A scan of the original document is available for download (PDF, 350 KB, 2pp.)

Source: Department of State, Bureau of Administration, Office of Freedom of Information, Privacy, and Classification, Historical Documents Review Office Record Files, 1950-1993 (Lot File 95 D 113), Box 2, FRUS Legislation: PL 102-138. This copy bears a stamped signature for William H. Webster.

Cited in Toward “Thorough, Accurate, and Reliable”: A History of the Foreign Relations of the United States Series, Chapter 11, Footnote 21

Letter From William H. Webster (Director of Central Intelligence) to David L. Boren (Chair of the Senate Select Committee on Intelligence)

Dear Mr. Chairman:

The Senate Committee on Foreign Relations has recently introduced S. 2749, a bill to provide supplemental authorization of appropriations for Fiscal Year 1991 for the Department of State. The bill contains a number of provisions that would govern the writing and publication of the “Foreign Relations of the United States” historical series. We strongly object to the provisions as currently drafted, and we request that your Committee assist us in getting the provisions amended because of their impact on the Intelligence Community.

If enacted as drafted, the provisions would require that all departments and agencies of the U.S. Government provide to the State Office of the Historian and a “Historians Advisory Committee,” a “full and complete set of the documents and other materials pertinent to the record of the United States foreign policy decisions and actions.” The only grounds for withholding any of such documents from publication would be the compromise of U.S. weapons systems, the disclosure of technical information relating to military equipment or cryptological systems, or the names of living persons who provided confidential information to the· U.S. Government. The bill essentially declassifies everything that does not fall into those categories.

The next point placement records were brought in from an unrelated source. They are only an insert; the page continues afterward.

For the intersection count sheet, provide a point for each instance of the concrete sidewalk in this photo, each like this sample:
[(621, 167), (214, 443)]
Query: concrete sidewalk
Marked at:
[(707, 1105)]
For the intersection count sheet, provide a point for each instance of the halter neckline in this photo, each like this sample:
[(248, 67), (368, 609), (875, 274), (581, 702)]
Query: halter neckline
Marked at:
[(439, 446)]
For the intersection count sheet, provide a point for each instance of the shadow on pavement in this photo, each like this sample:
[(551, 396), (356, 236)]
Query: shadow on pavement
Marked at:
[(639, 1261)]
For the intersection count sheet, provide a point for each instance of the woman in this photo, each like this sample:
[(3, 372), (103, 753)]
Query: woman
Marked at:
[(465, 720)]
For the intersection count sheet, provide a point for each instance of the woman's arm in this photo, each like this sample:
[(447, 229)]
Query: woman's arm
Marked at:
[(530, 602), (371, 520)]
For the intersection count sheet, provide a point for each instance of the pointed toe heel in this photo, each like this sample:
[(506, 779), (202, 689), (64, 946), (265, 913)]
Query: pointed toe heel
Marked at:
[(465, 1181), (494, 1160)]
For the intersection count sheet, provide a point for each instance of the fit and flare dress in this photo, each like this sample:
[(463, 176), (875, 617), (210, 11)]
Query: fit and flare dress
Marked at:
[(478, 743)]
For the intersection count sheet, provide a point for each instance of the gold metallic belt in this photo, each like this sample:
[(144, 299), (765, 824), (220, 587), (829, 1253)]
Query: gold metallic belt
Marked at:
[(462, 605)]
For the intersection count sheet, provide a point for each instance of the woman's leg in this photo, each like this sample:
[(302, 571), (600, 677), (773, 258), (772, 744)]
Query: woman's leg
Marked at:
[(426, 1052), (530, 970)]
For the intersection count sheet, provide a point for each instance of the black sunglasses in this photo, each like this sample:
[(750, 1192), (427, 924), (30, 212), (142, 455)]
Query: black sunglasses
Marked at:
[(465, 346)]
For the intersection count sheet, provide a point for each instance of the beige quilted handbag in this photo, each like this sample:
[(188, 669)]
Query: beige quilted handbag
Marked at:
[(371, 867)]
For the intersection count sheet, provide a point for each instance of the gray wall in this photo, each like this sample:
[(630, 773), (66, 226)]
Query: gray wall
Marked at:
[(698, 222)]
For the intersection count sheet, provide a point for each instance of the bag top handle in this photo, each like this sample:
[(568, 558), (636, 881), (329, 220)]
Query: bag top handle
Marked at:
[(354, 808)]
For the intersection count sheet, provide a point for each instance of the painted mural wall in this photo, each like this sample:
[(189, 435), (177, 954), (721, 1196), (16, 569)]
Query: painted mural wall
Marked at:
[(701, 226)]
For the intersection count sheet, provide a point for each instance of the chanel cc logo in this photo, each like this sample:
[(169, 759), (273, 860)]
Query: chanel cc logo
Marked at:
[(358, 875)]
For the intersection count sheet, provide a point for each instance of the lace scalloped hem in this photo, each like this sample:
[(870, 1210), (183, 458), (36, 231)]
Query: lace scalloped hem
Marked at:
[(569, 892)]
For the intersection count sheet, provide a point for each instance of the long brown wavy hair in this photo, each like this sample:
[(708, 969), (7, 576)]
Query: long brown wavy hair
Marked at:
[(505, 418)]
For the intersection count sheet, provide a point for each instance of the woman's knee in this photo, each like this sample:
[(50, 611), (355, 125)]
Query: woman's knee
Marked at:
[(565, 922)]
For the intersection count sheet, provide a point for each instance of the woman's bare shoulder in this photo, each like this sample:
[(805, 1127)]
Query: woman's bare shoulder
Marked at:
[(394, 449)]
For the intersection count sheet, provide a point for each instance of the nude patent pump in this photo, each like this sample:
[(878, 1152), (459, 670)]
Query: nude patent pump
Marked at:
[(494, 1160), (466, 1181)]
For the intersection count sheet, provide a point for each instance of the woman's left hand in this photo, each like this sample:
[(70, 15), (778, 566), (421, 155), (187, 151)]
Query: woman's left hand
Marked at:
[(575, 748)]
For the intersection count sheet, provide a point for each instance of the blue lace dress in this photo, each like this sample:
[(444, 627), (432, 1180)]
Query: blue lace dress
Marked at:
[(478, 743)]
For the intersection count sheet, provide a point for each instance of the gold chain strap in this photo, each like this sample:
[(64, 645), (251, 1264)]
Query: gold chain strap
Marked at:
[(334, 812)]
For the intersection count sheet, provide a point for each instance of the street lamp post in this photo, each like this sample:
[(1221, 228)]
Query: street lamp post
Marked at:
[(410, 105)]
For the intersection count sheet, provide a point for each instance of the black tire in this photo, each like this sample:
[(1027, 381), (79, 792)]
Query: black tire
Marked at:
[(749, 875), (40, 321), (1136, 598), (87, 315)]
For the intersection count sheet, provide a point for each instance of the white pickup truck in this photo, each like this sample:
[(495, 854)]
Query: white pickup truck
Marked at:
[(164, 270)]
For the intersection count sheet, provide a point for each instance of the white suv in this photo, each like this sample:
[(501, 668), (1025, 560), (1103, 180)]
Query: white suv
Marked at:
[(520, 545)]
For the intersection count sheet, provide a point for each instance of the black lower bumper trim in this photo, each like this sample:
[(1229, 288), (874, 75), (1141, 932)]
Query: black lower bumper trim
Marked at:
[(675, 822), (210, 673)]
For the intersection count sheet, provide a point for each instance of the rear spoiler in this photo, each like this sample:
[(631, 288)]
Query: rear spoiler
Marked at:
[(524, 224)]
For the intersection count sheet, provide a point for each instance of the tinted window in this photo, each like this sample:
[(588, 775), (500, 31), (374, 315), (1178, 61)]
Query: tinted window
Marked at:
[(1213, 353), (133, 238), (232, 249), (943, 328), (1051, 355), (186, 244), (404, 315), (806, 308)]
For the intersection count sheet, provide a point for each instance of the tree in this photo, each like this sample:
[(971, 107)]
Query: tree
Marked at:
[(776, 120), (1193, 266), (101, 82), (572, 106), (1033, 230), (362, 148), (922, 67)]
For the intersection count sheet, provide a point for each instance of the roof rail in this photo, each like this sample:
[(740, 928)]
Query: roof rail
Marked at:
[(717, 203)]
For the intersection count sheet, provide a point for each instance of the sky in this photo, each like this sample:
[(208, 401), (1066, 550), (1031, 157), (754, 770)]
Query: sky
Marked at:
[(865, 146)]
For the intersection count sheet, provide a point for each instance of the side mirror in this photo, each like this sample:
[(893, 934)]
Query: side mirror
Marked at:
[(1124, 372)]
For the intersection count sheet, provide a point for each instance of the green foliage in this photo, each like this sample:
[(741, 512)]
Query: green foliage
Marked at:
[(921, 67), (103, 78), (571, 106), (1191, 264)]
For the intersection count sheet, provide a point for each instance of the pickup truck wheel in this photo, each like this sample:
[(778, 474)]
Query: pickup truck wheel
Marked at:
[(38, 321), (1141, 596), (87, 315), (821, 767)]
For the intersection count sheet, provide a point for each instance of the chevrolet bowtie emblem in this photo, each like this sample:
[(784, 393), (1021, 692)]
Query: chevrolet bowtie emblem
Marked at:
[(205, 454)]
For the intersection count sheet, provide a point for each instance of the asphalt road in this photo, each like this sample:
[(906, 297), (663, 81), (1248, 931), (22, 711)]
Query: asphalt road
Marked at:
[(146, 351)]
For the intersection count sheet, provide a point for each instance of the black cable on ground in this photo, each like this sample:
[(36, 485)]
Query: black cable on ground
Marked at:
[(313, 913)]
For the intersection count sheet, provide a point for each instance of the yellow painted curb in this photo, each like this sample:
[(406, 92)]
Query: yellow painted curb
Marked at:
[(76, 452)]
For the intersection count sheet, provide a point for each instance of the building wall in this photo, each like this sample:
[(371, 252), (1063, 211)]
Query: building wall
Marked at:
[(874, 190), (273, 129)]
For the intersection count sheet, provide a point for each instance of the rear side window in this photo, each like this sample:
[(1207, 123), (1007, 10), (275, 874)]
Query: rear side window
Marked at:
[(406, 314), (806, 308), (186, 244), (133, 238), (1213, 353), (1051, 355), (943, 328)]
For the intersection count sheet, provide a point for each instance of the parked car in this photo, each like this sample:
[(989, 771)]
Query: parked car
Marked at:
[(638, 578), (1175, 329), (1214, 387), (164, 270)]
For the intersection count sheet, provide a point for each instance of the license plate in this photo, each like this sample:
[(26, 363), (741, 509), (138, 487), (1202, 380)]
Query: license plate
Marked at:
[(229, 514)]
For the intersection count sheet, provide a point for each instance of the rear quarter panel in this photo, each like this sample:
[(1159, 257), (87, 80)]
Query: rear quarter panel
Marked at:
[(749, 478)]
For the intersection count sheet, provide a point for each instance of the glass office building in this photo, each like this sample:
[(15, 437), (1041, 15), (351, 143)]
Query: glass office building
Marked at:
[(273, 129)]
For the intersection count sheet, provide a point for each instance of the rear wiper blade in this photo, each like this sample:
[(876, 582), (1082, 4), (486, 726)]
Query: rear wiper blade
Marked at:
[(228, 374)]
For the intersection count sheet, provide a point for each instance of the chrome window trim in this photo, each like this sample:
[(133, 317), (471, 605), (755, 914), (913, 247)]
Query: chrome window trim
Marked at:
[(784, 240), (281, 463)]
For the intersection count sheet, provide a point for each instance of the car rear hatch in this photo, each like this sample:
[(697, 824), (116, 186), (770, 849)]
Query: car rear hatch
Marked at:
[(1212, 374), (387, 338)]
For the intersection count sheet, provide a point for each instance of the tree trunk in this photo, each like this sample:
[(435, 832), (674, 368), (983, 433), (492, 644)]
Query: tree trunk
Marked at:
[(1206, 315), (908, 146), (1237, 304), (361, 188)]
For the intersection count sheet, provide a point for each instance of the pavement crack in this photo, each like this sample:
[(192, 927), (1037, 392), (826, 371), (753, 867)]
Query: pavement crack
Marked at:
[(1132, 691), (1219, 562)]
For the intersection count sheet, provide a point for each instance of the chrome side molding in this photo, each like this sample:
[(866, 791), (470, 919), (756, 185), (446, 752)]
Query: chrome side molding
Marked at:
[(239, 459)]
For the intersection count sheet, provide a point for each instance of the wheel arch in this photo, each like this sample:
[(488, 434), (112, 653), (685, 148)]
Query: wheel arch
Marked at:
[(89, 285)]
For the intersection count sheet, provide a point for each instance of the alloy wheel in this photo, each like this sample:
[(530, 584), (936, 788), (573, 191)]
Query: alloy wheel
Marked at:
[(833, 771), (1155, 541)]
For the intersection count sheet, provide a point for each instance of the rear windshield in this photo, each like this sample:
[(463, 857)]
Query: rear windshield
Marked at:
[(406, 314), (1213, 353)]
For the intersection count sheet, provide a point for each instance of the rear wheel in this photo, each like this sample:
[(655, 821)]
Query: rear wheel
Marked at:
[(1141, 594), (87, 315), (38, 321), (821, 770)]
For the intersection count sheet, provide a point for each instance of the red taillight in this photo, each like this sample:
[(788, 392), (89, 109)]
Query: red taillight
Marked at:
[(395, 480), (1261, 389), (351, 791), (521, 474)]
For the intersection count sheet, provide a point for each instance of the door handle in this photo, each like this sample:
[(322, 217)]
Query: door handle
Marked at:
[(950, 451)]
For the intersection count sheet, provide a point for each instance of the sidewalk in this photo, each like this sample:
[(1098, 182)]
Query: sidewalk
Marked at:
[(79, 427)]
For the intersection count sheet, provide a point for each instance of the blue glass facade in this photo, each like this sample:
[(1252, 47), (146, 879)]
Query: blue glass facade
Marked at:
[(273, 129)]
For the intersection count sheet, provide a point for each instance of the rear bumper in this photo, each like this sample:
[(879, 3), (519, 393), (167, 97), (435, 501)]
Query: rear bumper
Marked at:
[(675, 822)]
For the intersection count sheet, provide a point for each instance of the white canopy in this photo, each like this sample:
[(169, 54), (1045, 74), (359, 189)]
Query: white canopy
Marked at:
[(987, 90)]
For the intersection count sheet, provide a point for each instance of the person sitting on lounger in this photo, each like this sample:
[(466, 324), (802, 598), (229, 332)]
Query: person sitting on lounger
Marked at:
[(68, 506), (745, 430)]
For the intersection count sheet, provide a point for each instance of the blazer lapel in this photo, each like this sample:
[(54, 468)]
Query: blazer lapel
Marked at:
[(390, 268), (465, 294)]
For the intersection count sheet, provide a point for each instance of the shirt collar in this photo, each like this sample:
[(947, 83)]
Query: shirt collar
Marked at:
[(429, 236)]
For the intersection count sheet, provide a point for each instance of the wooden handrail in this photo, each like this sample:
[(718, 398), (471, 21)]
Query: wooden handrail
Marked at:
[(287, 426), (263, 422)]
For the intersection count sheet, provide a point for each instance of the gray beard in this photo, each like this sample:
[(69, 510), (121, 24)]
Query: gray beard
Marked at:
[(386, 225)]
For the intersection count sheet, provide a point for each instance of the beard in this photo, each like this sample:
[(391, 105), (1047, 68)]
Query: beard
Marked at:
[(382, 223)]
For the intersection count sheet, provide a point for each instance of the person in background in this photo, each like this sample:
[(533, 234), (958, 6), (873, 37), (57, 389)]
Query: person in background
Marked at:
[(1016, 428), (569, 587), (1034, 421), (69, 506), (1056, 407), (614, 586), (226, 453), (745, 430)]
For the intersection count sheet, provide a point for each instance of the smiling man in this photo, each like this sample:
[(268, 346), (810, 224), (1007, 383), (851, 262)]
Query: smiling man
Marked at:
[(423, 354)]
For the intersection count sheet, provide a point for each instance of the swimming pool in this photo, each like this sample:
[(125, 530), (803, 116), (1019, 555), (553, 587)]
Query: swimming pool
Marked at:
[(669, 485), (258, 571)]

The bill ignores Executive Order 12356 governing classification of national security information, and in fact narrows greatly the types of information that could be considered as damaging to the United States if disclosed. The bill also ignores the Freedom of Information Act, and indeed is inconsistent with the exemptions of that Act. The “Historians Advisory Committee” may also withhold other documents from publication on certain additional grounds listed in the bill, but those grounds are not related to the protection of intelligence sources or methods. If enacted in its current form, the provision could in effect declassify every Presidential Finding and National Intelligence Estimate by mandating their publication in the historical series.

At a minimum, we believe that the bill should be amended so that the grounds for withholding documents and information from publication include all of the exemptions contained in the Freedom of Information Act, and the decision on what documents may be provided or published should rest with the departments or agencies providing the documents.

I am sending an identical letter to Vice Chairman Cohen. I seek your support in amending the bill to meet our serious intelligence concerns.